Transparency is also key to getting the most out of your staff, Medina says. He believes in sharing performance data, QA insights and customer feedback, as well as information about, and decisions behind, projects, procedures or new products to help frontline staff better understand how to support their customers. The center holds regular huddles and coaching interactions to ensure that agents stay informed, current and knowledgeable.
Besides sharing information with agents, he also values and invites their feedback. On a weekly basis, Medina holds a calibration session to which agents, team leads and managers are invited.
“We don’t want it to be an intimidating environment, so everyone leaves their titles at the door. We’ll play a call, look at some chats and read emails. There is no retribution—it’s just an open dialogue about what works, what doesn’t work, what’s happening,” he explains. “Sometimes it gets a little heated, which is good; and sometimes there is a lot of humor, which is also good. But ultimately, a lot of learning takes place and listening on the part of our leaders.”
Create an Open, Friendly Atmosphere
In the center’s initial stages, Medina and his staff worked throughout the Tucson facility’s various buildout phases—often surrounded by floor-to-ceiling drop cloths, electricians, painters, cable installers and ongoing construction.
Today, the work environment is open and friendly. “We wanted to make sure that the environment matched our culture,” he says. The facility includes break areas where agents can choose to take part in fun physical activities like ping-pong or relax in massage chairs while listening to music.
While the workspace has changed dramatically from the early days, the sense of camaraderie that comes from being part of a startup has not. The center’s leadership and employees regularly spend time together during fun offsite activities. For instance, top performance is rewarded with monthly MVP Events in which agents and their families can be treated to local sports and holiday events, festivals and theme parks.
It’s not surprising that customer service agent turnover has been low—in the single digits, Medina says, and that has been mostly due to military spouses being relocated and students returning to college.
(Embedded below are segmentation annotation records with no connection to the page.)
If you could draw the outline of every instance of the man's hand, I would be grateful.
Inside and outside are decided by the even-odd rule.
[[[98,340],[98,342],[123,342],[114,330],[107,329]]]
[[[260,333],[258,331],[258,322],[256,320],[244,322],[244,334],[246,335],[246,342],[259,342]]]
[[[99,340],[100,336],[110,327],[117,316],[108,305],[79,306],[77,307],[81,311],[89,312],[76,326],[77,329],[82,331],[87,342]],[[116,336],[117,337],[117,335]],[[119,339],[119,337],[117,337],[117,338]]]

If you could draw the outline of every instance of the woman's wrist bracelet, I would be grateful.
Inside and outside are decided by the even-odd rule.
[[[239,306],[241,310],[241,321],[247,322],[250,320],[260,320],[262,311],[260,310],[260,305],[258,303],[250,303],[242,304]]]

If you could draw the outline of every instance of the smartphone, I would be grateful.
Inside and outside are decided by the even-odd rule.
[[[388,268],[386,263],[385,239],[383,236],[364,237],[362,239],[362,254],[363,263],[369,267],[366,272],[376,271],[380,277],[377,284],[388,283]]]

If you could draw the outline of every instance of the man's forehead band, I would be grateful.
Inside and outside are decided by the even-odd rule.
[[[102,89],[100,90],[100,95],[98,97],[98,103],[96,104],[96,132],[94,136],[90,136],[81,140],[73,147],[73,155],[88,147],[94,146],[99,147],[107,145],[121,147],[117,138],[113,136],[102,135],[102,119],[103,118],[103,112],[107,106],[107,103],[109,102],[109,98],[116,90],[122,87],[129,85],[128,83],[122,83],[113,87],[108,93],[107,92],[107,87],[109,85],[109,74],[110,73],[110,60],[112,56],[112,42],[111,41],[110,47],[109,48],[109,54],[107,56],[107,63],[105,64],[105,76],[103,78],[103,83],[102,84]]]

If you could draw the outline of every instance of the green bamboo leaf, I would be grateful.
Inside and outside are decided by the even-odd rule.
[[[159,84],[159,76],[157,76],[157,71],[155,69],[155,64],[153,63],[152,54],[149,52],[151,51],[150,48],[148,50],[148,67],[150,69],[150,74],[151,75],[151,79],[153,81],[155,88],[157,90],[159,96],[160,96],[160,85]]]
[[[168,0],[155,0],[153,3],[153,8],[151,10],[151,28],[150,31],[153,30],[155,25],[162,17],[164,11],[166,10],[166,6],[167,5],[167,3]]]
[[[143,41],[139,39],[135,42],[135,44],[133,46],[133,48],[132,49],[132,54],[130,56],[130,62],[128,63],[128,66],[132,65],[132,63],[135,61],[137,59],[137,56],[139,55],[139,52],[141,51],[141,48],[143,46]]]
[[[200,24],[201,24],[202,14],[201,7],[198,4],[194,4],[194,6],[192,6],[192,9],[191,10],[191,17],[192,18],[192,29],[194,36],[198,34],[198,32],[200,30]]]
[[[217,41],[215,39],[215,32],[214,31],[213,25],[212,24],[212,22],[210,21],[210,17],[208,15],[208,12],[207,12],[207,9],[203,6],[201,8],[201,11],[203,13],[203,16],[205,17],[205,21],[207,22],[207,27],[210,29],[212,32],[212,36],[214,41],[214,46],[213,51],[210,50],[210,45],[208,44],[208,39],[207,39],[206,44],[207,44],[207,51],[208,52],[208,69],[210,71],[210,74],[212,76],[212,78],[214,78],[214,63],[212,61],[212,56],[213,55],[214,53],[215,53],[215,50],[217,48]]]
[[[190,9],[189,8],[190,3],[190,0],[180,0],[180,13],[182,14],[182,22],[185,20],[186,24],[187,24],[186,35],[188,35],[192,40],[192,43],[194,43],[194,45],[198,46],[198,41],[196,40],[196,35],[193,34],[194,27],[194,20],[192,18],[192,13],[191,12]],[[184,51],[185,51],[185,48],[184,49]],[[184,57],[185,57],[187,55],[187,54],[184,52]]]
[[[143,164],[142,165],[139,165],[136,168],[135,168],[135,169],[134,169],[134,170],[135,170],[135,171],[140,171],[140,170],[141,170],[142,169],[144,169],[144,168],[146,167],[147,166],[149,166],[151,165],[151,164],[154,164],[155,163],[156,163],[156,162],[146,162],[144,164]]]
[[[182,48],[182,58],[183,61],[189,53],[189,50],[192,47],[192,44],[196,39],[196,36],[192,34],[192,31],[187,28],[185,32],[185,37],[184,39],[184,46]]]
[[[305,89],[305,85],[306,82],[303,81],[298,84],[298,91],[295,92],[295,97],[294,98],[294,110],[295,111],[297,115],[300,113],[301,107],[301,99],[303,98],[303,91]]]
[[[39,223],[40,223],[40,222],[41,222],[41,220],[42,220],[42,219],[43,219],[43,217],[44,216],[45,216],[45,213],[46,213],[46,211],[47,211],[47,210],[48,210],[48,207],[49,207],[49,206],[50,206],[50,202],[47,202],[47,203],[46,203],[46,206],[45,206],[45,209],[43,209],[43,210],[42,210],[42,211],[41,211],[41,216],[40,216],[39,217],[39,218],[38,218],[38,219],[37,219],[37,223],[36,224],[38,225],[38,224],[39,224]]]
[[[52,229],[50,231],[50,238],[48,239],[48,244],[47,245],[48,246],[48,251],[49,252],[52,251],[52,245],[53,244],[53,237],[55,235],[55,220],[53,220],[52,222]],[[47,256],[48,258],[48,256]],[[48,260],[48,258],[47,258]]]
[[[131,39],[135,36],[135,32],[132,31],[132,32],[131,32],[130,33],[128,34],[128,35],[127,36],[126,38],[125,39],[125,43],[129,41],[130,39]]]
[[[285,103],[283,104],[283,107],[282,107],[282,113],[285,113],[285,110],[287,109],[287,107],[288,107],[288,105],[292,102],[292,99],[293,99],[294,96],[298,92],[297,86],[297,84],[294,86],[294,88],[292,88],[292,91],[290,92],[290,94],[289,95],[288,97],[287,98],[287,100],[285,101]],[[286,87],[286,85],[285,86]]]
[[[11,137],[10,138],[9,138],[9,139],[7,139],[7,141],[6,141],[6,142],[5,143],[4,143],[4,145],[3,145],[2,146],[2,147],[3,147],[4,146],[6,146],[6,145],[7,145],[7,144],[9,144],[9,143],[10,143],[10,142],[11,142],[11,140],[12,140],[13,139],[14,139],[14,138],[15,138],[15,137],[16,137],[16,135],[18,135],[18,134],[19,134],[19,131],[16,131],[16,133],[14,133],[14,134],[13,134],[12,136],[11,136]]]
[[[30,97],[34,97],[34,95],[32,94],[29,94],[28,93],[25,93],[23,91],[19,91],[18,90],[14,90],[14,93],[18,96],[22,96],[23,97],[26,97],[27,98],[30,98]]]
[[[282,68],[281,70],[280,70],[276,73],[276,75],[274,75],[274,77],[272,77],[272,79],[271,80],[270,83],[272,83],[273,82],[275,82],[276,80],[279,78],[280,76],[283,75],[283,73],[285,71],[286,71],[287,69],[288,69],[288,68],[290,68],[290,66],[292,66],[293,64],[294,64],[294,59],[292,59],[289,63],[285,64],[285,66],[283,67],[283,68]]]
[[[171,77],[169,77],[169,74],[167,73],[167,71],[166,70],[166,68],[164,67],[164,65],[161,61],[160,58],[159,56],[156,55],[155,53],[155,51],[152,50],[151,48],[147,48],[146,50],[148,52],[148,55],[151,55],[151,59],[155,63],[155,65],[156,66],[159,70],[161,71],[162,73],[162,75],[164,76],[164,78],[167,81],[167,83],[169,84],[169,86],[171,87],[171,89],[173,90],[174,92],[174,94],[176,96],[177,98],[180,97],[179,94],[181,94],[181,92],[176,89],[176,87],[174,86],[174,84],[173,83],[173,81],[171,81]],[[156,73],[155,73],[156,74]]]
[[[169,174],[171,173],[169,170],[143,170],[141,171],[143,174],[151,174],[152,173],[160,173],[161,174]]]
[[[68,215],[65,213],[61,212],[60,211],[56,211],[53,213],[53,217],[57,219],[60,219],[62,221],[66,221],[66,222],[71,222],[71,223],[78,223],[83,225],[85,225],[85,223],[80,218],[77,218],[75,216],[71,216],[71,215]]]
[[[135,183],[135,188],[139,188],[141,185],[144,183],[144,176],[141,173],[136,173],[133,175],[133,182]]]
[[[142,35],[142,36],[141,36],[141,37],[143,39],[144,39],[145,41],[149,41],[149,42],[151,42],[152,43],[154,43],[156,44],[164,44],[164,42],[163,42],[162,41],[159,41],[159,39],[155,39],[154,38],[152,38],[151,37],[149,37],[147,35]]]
Focus on the Basics: Helping People
What makes Medina stand out as a contact center leader is the pleasure that he derives from helping people. He believes that providing good customer service comes down to a simple concept—concentrate on the root cause.
“Our core work is taking care of the customer,” he says. “It’s really quite simple: There’s a question and there’s an answer. It doesn’t matter if the customer is calling, emailing or chatting. In your conversations, always be thinking about the customer’s question and how you deliver the answer. That is the reason we’re here.”
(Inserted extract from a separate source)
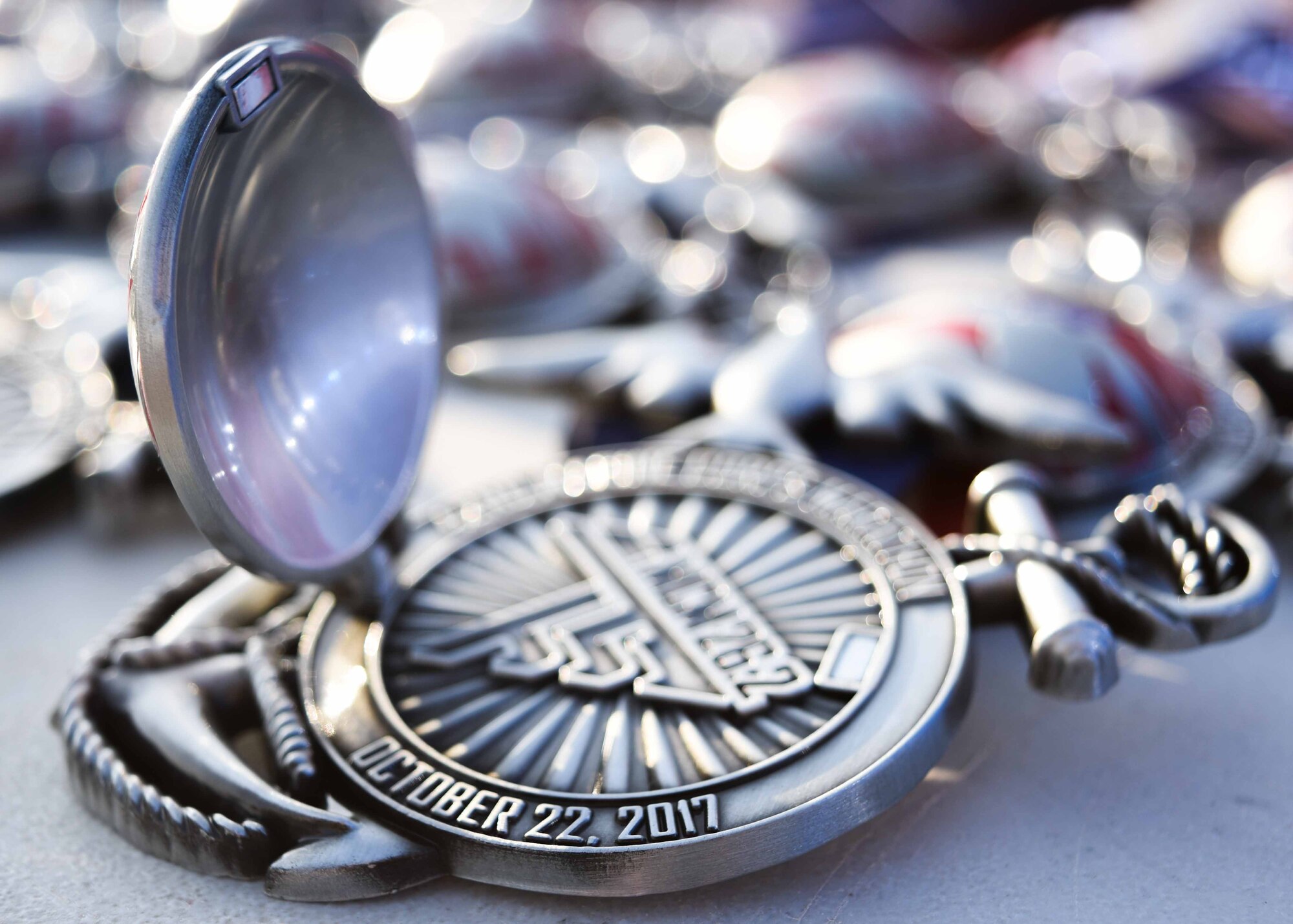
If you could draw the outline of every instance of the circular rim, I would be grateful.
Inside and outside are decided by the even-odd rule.
[[[945,633],[939,635],[946,646],[939,648],[945,652],[945,666],[939,668],[936,683],[928,683],[928,677],[924,681],[926,686],[917,683],[918,690],[928,691],[928,700],[924,699],[926,694],[919,694],[915,696],[918,701],[913,704],[912,673],[897,674],[904,679],[895,681],[887,688],[886,681],[882,679],[873,700],[877,708],[862,708],[856,713],[882,725],[870,726],[868,731],[868,726],[853,727],[846,722],[817,747],[796,753],[798,760],[786,766],[768,767],[749,780],[740,779],[733,783],[721,780],[715,792],[719,793],[724,813],[728,811],[729,800],[733,800],[733,804],[737,798],[750,800],[737,805],[738,809],[742,805],[751,805],[755,798],[763,800],[759,811],[747,818],[737,811],[732,827],[712,833],[701,832],[683,840],[631,846],[610,842],[593,845],[592,840],[569,846],[528,842],[518,840],[520,831],[530,826],[533,815],[521,815],[517,820],[521,827],[513,830],[508,837],[485,835],[431,814],[416,813],[365,780],[361,769],[352,764],[356,748],[385,747],[384,736],[389,736],[392,731],[374,701],[374,682],[369,673],[379,655],[383,624],[357,617],[337,606],[319,607],[310,616],[301,638],[301,696],[319,745],[332,765],[332,775],[341,797],[353,808],[374,814],[410,836],[436,844],[442,852],[449,872],[454,875],[543,892],[622,896],[698,886],[782,862],[873,818],[919,783],[943,754],[965,712],[970,690],[970,626],[966,600],[959,584],[952,577],[950,559],[923,525],[890,498],[847,475],[834,472],[809,459],[764,453],[714,448],[683,450],[676,446],[604,449],[570,457],[561,463],[565,467],[550,467],[550,476],[553,476],[553,471],[559,472],[555,478],[560,490],[561,471],[568,470],[570,465],[584,465],[599,457],[627,459],[635,466],[635,471],[641,474],[640,483],[621,485],[621,493],[663,493],[659,488],[665,481],[683,471],[703,468],[706,472],[712,472],[725,466],[728,472],[740,471],[749,475],[751,471],[758,471],[762,465],[767,467],[765,471],[782,475],[785,472],[793,476],[807,475],[811,490],[816,490],[820,485],[830,485],[830,489],[843,492],[840,497],[853,501],[866,498],[870,503],[887,507],[897,524],[896,531],[905,527],[904,534],[928,553],[930,560],[936,564],[940,588],[945,589],[945,595],[939,597],[936,602],[915,595],[901,600],[900,606],[905,611],[900,611],[897,616],[900,628],[927,625],[921,620],[946,620],[939,622],[944,626],[940,632]],[[665,470],[668,470],[667,475],[662,475]],[[676,484],[676,480],[674,483]],[[555,496],[551,493],[539,501],[534,501],[533,496],[529,496],[528,501],[522,500],[528,490],[540,484],[543,479],[535,478],[520,485],[504,487],[478,498],[459,501],[431,518],[422,528],[424,531],[422,537],[415,534],[412,546],[401,560],[401,589],[411,588],[410,577],[434,567],[449,549],[493,532],[504,520],[516,522],[551,509],[548,498]],[[698,488],[700,483],[696,483],[696,487]],[[491,516],[490,512],[481,516],[481,505],[489,505],[489,498],[502,502],[504,507],[511,505],[511,509],[499,516]],[[476,522],[464,523],[459,514],[473,509],[477,511]],[[833,507],[833,510],[839,509],[839,506]],[[818,527],[808,514],[800,512],[800,516],[809,525]],[[834,524],[828,522],[826,525],[830,531],[850,527],[847,520]],[[862,525],[853,525],[860,533],[868,534]],[[919,638],[923,637],[900,635],[897,651],[906,657],[917,657]],[[943,655],[936,655],[936,659],[937,664],[944,665]],[[909,669],[910,665],[900,670]],[[347,695],[343,698],[340,694],[334,694],[332,690],[339,688],[336,685],[345,685],[347,678],[350,679]],[[358,686],[354,686],[356,683]],[[903,703],[904,696],[908,714],[893,720],[895,704]],[[344,699],[344,708],[339,712],[328,705],[330,698],[337,701]],[[915,718],[908,723],[910,716]],[[900,722],[901,731],[890,727],[883,734],[877,734],[877,727],[884,727],[886,718]],[[857,738],[859,734],[861,738]],[[397,744],[403,742],[400,740]],[[866,754],[866,744],[877,751]],[[821,775],[824,767],[829,770]],[[798,779],[795,774],[803,774],[808,782],[789,787],[789,783]],[[473,779],[469,774],[463,774],[462,778]],[[777,791],[778,783],[780,791]],[[521,791],[495,778],[490,778],[489,784],[491,789],[499,792]],[[775,792],[768,791],[768,787]],[[555,804],[587,801],[592,806],[582,793],[531,792]],[[678,792],[626,793],[617,795],[615,798],[622,801],[619,810],[623,811],[625,805],[641,806],[648,800],[667,800],[690,792],[692,788],[687,787]],[[756,796],[758,792],[763,795]],[[557,796],[565,798],[559,800]],[[529,805],[526,811],[533,809],[535,806]],[[599,805],[591,810],[610,813],[614,809]],[[596,818],[595,815],[593,824]]]
[[[238,82],[255,76],[255,71],[266,63],[273,69],[275,89],[283,85],[281,74],[284,71],[308,71],[330,83],[353,84],[363,92],[349,62],[322,45],[295,39],[269,39],[239,48],[197,83],[162,146],[140,212],[131,256],[131,358],[158,453],[185,510],[211,544],[230,560],[277,580],[335,584],[365,568],[372,544],[400,514],[412,488],[420,452],[411,450],[403,459],[398,476],[389,483],[388,500],[380,511],[375,511],[372,524],[362,536],[344,547],[334,544],[339,547],[330,550],[326,560],[318,555],[317,562],[303,564],[257,540],[221,494],[198,439],[197,408],[185,391],[177,321],[180,312],[175,304],[185,204],[200,192],[194,189],[193,173],[203,151],[220,144],[220,136],[230,126],[240,127],[256,116],[255,109],[242,116],[240,106],[233,100],[239,92]],[[369,98],[366,93],[365,98]],[[410,182],[415,184],[411,153],[398,120],[375,101],[371,105],[375,113],[389,120],[392,141],[401,149]],[[428,242],[429,291],[436,291],[434,234],[429,212],[423,212],[420,230]],[[436,329],[432,334],[438,342],[438,312],[434,314]],[[431,384],[418,396],[412,415],[416,428],[414,440],[419,449],[431,417],[438,364],[427,374]]]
From a leadership standpoint, he is passionate about helping his employees to grow and develop their careers. In fact, many of the agents who were hired early on have moved up to become coaches, team leads and managers.
That is an accomplishment about which Medina is particularly excited. “I love what I do,” he says. “By taking good care of our customers, we make this contact center strong so that we can take care of our employees and provide them with security and career development.”